The Hellbound Heart

Clive Barker
The Hellbound Heart Cover

The Hellbound Heart


"The doorway was even now opening to pleasures no more than a handful of humans had ever known existed, much less tasted—pleasures which would redefine the parameters of sensation, which would release him from the dull round of desire, seduction and disappointment that had dogged him from late adolescence."
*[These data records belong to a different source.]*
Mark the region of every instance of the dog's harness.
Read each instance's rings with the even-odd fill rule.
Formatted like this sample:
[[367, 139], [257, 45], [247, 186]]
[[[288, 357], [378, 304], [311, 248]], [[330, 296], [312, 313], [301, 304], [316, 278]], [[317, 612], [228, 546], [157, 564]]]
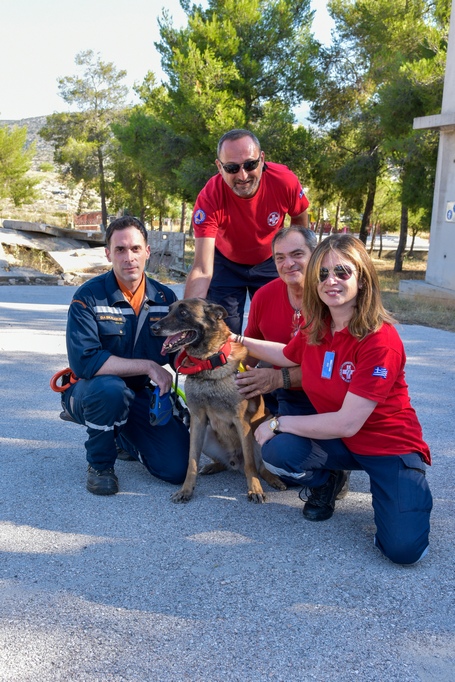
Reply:
[[175, 359], [175, 371], [180, 372], [180, 374], [198, 374], [206, 369], [217, 369], [217, 367], [223, 367], [227, 363], [227, 359], [231, 352], [231, 342], [228, 339], [226, 343], [220, 348], [218, 353], [211, 355], [210, 357], [202, 360], [201, 358], [194, 358], [188, 355], [186, 350], [182, 350], [181, 353]]

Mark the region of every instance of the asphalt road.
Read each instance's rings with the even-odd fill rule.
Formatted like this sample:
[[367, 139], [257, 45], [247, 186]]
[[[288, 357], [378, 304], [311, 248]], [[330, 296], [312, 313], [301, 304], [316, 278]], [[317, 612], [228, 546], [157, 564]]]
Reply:
[[434, 458], [430, 553], [404, 568], [373, 547], [363, 472], [320, 524], [234, 472], [183, 506], [137, 462], [86, 492], [49, 388], [73, 291], [0, 287], [0, 681], [453, 682], [455, 334], [400, 329]]

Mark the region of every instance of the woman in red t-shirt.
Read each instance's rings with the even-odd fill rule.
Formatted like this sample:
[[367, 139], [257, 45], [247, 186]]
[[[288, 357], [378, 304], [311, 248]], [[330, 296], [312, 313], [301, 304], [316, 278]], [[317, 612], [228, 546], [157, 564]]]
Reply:
[[[308, 264], [306, 326], [286, 346], [246, 338], [251, 355], [276, 366], [301, 365], [302, 387], [318, 414], [261, 424], [256, 440], [267, 468], [306, 476], [304, 516], [332, 516], [346, 469], [370, 477], [375, 544], [392, 561], [411, 564], [428, 550], [432, 497], [425, 478], [428, 445], [404, 378], [403, 343], [381, 302], [379, 281], [362, 242], [332, 235]], [[238, 337], [236, 337], [238, 338]], [[310, 454], [300, 442], [341, 438], [347, 448]]]

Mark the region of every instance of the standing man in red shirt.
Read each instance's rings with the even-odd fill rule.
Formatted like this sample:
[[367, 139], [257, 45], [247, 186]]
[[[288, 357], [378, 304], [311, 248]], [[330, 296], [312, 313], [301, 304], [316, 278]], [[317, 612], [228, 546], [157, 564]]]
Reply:
[[286, 215], [307, 227], [309, 202], [287, 166], [265, 163], [258, 139], [248, 130], [230, 130], [220, 139], [218, 174], [200, 192], [193, 212], [195, 255], [185, 298], [201, 297], [228, 312], [234, 333], [242, 329], [250, 297], [278, 275], [272, 239]]

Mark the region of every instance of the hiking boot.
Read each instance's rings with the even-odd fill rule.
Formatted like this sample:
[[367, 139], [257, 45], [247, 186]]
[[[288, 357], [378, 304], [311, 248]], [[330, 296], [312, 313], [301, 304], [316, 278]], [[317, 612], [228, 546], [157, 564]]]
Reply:
[[125, 448], [122, 448], [121, 445], [115, 441], [115, 449], [117, 450], [117, 459], [121, 459], [124, 462], [136, 462], [136, 457], [133, 457], [133, 455], [128, 452], [128, 450], [125, 450]]
[[99, 471], [89, 465], [87, 470], [87, 490], [94, 495], [115, 495], [115, 493], [118, 493], [118, 478], [113, 467]]
[[336, 496], [335, 499], [337, 499], [337, 500], [344, 500], [344, 498], [346, 497], [346, 495], [347, 495], [348, 492], [349, 492], [349, 479], [351, 478], [351, 472], [350, 472], [350, 471], [345, 471], [344, 473], [346, 474], [346, 482], [345, 482], [345, 484], [343, 485], [343, 487], [341, 488], [341, 490], [340, 490], [340, 492], [338, 493], [338, 495]]
[[309, 521], [327, 521], [335, 510], [335, 500], [346, 483], [346, 471], [331, 471], [327, 483], [310, 488], [303, 515]]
It's not often one picks up a modern splatterpunk book and finds within it a morality tale, especially a tale so opposed to the moral atmosphere of the day. At least, I assume this doesn't happen often, since The Hellbound Heart is the only splatterpunk story I can ever remember reading. The quote above is about the novella's antagonist Frank, a hedonist who has spent all of his adult life in search of the most extreme pleasures. One can only enjoy so many drugs and prostitutes before the pleasure becomes dull and repetitive, so Frank seeks out new avenues through the occult. He hears of the Lament Configuration, a puzzle box which, if opened, will open a door to the world of the Cenobites, a perverse religious order dedicated to unworldly pleasure. After performing numerous favors for unsavory individuals, he finally gains possession of the box, and brings it home to England to open it. Unfortunately for Frank, when the Cenobites finally appear, their mutilated bodies indicate that their "pleasure" is actually found in pain, that they are demonic sadomasochists who intend to subject Frank to an eternity of flesh-destroying fun. The rest of the story follows his brother's family and social circle as Frank attempts to return to Earth by corrupting those he left behind.
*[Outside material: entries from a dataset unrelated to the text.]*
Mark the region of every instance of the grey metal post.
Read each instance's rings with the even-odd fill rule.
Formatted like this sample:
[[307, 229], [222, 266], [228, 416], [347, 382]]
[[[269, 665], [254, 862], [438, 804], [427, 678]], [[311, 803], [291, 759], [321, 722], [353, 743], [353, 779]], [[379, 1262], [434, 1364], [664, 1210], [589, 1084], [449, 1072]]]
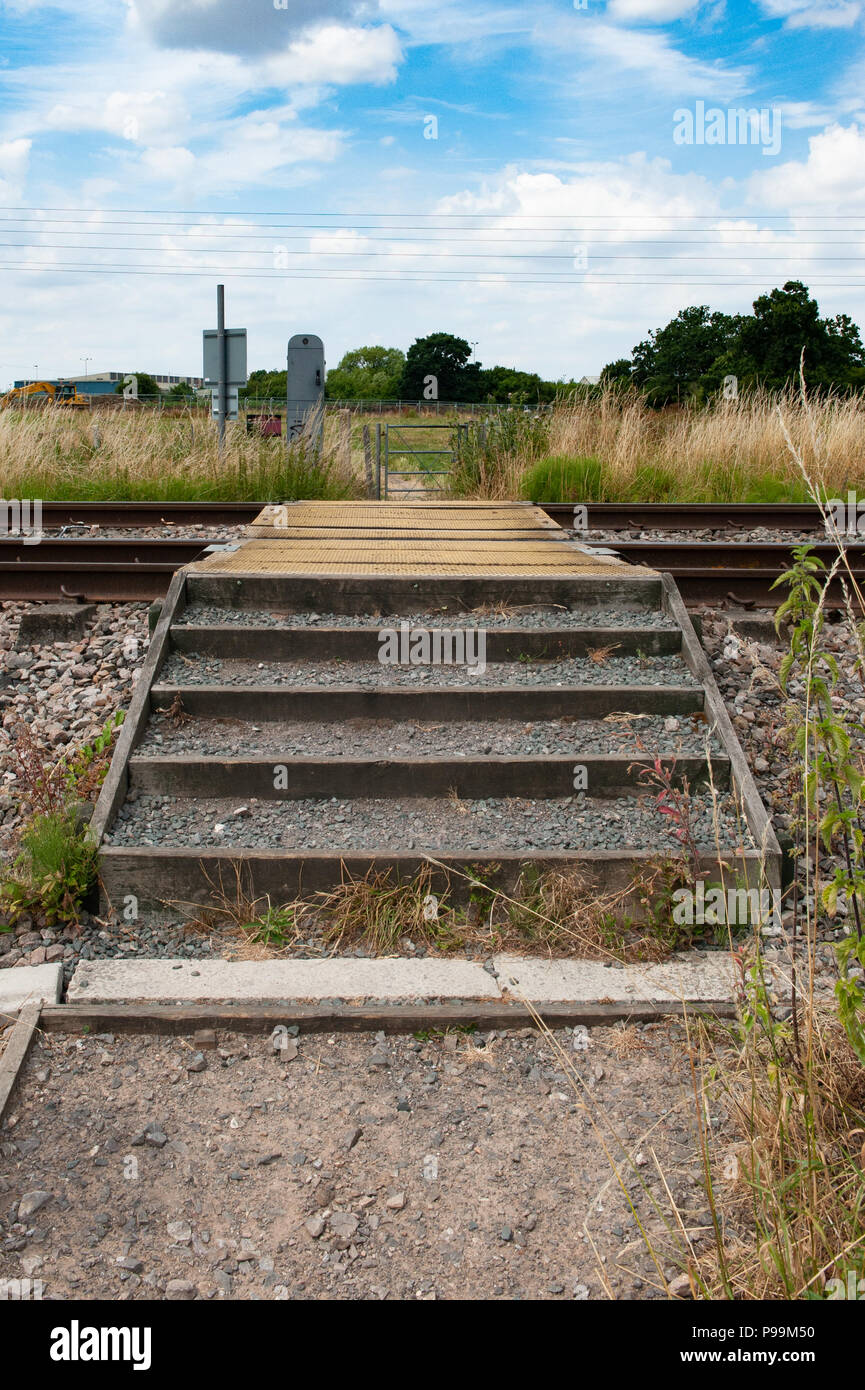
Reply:
[[219, 456], [225, 447], [225, 417], [228, 414], [228, 363], [225, 343], [225, 286], [216, 286], [216, 361], [219, 375], [216, 380], [217, 431]]

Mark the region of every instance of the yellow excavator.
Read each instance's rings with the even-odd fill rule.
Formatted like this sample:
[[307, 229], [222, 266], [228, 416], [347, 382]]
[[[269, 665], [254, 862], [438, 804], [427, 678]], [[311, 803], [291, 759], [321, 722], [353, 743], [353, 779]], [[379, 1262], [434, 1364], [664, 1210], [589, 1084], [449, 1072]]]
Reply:
[[46, 404], [50, 401], [52, 405], [68, 406], [72, 410], [86, 410], [90, 405], [85, 396], [79, 396], [74, 381], [28, 381], [26, 386], [14, 386], [5, 396], [0, 396], [0, 409], [7, 405], [28, 405], [31, 396], [36, 397], [34, 405], [43, 404], [39, 399], [42, 396]]

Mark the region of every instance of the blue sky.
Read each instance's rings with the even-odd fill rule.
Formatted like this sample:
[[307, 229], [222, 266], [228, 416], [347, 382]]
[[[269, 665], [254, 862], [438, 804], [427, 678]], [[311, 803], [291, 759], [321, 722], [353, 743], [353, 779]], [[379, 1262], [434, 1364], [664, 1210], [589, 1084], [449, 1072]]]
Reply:
[[862, 324], [863, 11], [0, 0], [0, 384], [198, 372], [217, 280], [251, 368], [446, 330], [580, 376], [794, 277]]

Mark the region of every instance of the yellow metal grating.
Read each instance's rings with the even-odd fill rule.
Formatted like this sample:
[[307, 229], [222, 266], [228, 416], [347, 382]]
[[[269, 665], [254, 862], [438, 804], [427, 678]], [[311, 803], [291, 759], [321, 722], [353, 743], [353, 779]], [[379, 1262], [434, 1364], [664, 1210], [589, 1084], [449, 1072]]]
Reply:
[[282, 530], [285, 527], [328, 526], [354, 530], [375, 527], [382, 530], [426, 530], [438, 532], [442, 526], [451, 530], [485, 531], [487, 528], [507, 531], [558, 531], [556, 523], [537, 507], [457, 507], [445, 505], [406, 507], [396, 502], [314, 502], [286, 503], [265, 507], [251, 523], [259, 528]]
[[[277, 520], [278, 526], [271, 523]], [[266, 507], [250, 539], [188, 568], [207, 574], [540, 576], [649, 573], [571, 542], [539, 507], [298, 502]]]

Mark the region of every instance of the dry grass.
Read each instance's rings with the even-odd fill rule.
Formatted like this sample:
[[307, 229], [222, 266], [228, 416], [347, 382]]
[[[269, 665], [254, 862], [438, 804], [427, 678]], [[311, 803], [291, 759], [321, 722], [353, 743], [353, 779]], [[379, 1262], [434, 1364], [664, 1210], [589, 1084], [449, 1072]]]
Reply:
[[328, 417], [324, 447], [311, 437], [286, 453], [279, 439], [230, 422], [222, 459], [215, 423], [145, 411], [91, 415], [0, 410], [0, 495], [83, 501], [287, 501], [360, 495], [355, 461]]
[[701, 1044], [702, 1094], [733, 1129], [707, 1154], [724, 1238], [693, 1265], [703, 1297], [819, 1297], [865, 1275], [865, 1071], [830, 1007], [799, 1025], [801, 1059], [777, 1032]]
[[[828, 495], [865, 485], [865, 396], [828, 396], [806, 408], [792, 391], [780, 397], [755, 392], [708, 406], [652, 410], [637, 393], [608, 390], [556, 405], [543, 452], [563, 461], [563, 495], [532, 495], [574, 502], [806, 501], [786, 432]], [[541, 455], [535, 433], [526, 429], [515, 438], [506, 450], [492, 451], [466, 495], [525, 494], [524, 475]], [[595, 461], [581, 487], [571, 481], [569, 460]]]

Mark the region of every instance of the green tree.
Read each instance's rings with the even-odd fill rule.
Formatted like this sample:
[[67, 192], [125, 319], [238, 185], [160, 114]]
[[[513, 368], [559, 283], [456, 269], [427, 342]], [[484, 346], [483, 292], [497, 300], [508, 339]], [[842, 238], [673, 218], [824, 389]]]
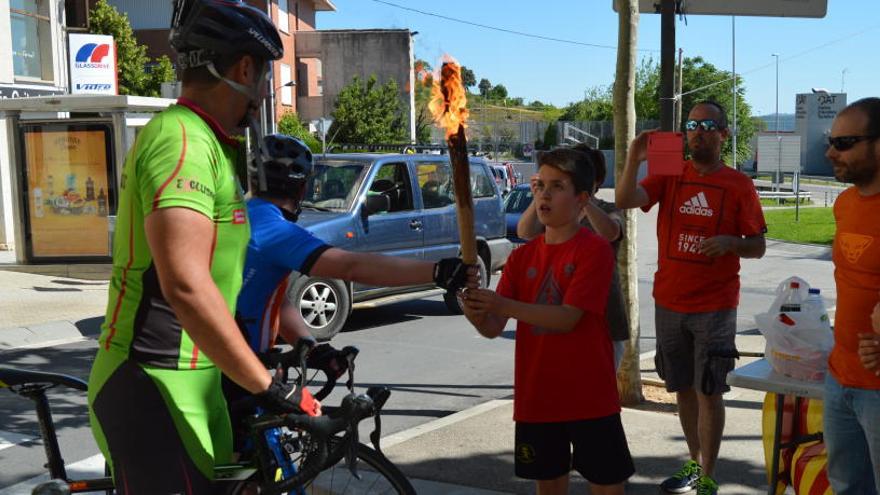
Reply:
[[320, 153], [322, 151], [321, 141], [318, 141], [318, 138], [309, 132], [305, 124], [299, 120], [296, 112], [284, 112], [284, 115], [278, 119], [278, 132], [302, 139], [306, 146], [312, 150], [312, 153]]
[[483, 98], [488, 98], [489, 91], [492, 89], [492, 83], [484, 77], [480, 79], [480, 84], [477, 85], [477, 88], [479, 88], [480, 90], [480, 96], [482, 96]]
[[[416, 60], [416, 142], [428, 144], [431, 142], [431, 128], [434, 125], [434, 116], [428, 108], [431, 101], [431, 86], [434, 84], [434, 75], [431, 72], [431, 64], [424, 60]], [[468, 102], [470, 103], [470, 102]]]
[[551, 150], [559, 143], [559, 125], [556, 122], [547, 126], [544, 131], [544, 149]]
[[397, 82], [380, 85], [375, 75], [355, 76], [342, 88], [328, 131], [337, 143], [382, 144], [407, 142], [408, 126]]
[[150, 88], [147, 95], [144, 96], [161, 96], [162, 83], [171, 82], [176, 79], [174, 66], [171, 65], [171, 59], [166, 55], [156, 59], [156, 63], [150, 67], [149, 84]]
[[461, 66], [461, 84], [463, 84], [465, 88], [477, 85], [477, 76], [474, 75], [474, 71], [463, 65]]
[[565, 107], [559, 120], [613, 120], [614, 106], [610, 87], [593, 87], [586, 91], [584, 99]]
[[660, 118], [660, 65], [651, 57], [636, 68], [636, 120]]
[[159, 96], [162, 83], [174, 80], [168, 57], [160, 57], [155, 64], [151, 63], [147, 47], [138, 44], [128, 16], [109, 5], [107, 0], [98, 0], [89, 13], [89, 30], [93, 34], [109, 34], [116, 41], [119, 94]]
[[507, 88], [503, 84], [496, 84], [489, 90], [490, 100], [504, 100], [507, 98]]

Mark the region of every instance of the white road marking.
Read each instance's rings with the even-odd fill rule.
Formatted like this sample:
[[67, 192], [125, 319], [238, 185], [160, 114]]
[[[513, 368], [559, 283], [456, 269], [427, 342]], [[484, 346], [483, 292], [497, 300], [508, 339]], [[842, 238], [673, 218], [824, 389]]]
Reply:
[[37, 438], [38, 437], [34, 435], [22, 435], [21, 433], [0, 430], [0, 450], [15, 447], [20, 443], [35, 440]]

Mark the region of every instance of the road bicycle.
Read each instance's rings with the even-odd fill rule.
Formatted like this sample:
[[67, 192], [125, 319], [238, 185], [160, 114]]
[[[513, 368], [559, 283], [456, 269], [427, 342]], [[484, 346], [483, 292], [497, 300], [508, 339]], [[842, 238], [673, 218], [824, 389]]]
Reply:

Anyone who has seen the film Hellraiser will be familiar with this story. Clive Barker reportedly wrote The Hellbound Heart as a covert film pitch, and he did finally manage to both write and direct the film adaptation in 1987. The iconic Pinhead does not appear in the novella, although a minor Cenobite with similar deformities appears briefly. I've not seen Hellraiser, but Rob Ager's analysis of the film's themes got me interested in the book. Barker's output numbers in the dozens of volumes, and includes the young adult series Abarat and his massive interweaving story collection Books of Blood.

The novella is short, giving credence to the suspicion that it's mostly a glorified film treatment. It even seems to have Hollywood style act breaks. This makes the story easy to read, and it is hard not to imagine it as a film while reading it. I'm sure that's even harder to avoid if you've seen the film. The blood, gore, and bodily mutilation is vivid enough that I had to put down the book a number of times. I don't think I'm particularly queasy when it comes to such things—the Inferno is one of my favorite stories of all time—but Barker almost makes you feel the pins digging into your skin.

Still, it's the moral themes of the story that are of the most interest to me. If I may be so bold as to provide an interpretation, Barker seems to be saying that hedonistic indulgence inevitably leads to pain and death. It's a very traditional moral theme, found in the ancient pagans and Christians alike, but largely discarded in our pleasure-seeking age. Frank is the man for whom no sexual pleasure was ever enough, and his desperate search for satiation ended very badly for him and for everyone around him. If the Horror genre really is an expression of our subconscious fears, perhaps this gross little novella expresses our fear of pleasure gone out of control, grown so desperate that it will consume everything in its path. It is the story of a heart bound for Hell.